Mi asombro no lograba desaparecer ningún día al estar sentado en la misma mesa con Betancourt, aun cuando se empezaba a hacerse cotidiano. Intercambiábamos opiniones sobre el acontecer nacional, me hablaba de las insólitas tensiones y resistencias internas en AD respecto a su candidatura. Cuando comenzó la campaña electoral en 1959, y las pocas veces que Rómulo tuvo reuniones proselitistas en Caracas, iba a la casa a almorzar, tomaba una ducha, no escatimaba en usar el Agua de Colonia de Hermés, costumbre que luego adquirí también por él y se iba a sus actividades. Pasaron las elecciones y Rómulo además con mayoría en ambas Cámaras del Congreso. A los pocos días, en medio de la euforia, volví a verlo en casa, sospechando que en adelante se reducirían drásticamente nuestros encuentros. Aunque al final no fue así, pese a lo turbulento de todos aquellos años de su Presidencia. En el apartamento se producían las reuniones más confidenciales de Rómulo con «el cogollito» de ese momento que entre otros conformaban Salom Meza Espinoza, Humberto Hernández, José Vargas, Augusto Malavé, Francisco Olivo, Juan Herrera y Manuel Peñalver.
En el periodo de presidente electo, mi mamá se fue con Débora Gabaldón a pasar el fin de semana en el Hotel Maracay a descansar.
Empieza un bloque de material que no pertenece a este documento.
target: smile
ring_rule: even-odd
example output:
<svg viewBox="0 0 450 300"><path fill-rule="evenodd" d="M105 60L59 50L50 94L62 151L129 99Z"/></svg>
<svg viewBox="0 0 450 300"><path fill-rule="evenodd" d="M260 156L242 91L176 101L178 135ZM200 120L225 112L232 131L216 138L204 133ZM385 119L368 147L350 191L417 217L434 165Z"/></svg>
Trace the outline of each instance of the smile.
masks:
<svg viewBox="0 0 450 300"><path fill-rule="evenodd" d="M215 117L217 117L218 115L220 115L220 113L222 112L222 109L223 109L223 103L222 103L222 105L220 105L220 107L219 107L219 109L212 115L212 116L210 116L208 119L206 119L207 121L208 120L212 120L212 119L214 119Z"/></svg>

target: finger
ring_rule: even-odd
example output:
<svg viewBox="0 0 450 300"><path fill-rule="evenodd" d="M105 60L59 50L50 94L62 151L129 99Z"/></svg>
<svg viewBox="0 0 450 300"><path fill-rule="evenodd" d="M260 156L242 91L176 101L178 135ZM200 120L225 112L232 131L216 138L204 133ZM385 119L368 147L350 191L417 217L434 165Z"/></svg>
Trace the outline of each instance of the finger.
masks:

Rómulo tenía días recorriendo los cuarteles de todo el país y llegó a Maracay acompañado de Ramón J. Velásquez, que ya cumplía adelantado sus funciones de secretario de la Presidencia, por Del Moral y por el coronel Armas Pérez, a quien ya se le había designado como jefe de la Casa Militar del nuevo presidente y que tiempo después sería el mártir del atentado en Los Próceres. Entonces Rómulo le pidió a Débora asumir como secretaria con el expreso encargo de que sólo ella y nadie más tendría acceso a su correspondencia y que suya era la responsabilidad de clasificarla y priorizarla de acuerdo con la información suministrada. Retornaron juntos por el sur de Aragua, en Caracas aguardaba Fidel Castro, a quien Rómulo le había concedido una audiencia. Pasaron medio día en San Sebastián de los Reyes, unas tierras que -escribe mi mamá- “una sentía el deber de protegerla, como si estuviera dolida, sentía la necesidad de acariciarla con la mano”, entre otras cosas, ese día discutieron el tema Cuba y todo lo que significaba la presencia de Castro, así como los diversos mensajes que le habían hecho llegar a Rómulo sobre cómo abordar la reunión, así como todos los que se ofrecieron para estar presentes en el encuentro como intermediarios.
Pero este tema de Castro y Rómulo será motivo extenso para otro artículo.
Tras ese viaje volví a ver a Rómulo que entonces me regaló los tres tomos de la Historia del Pensamiento Socialista que lo habían acompañado a él por mucho tiempo en el exilio y quedamos en ir hablando de ello para el futuro.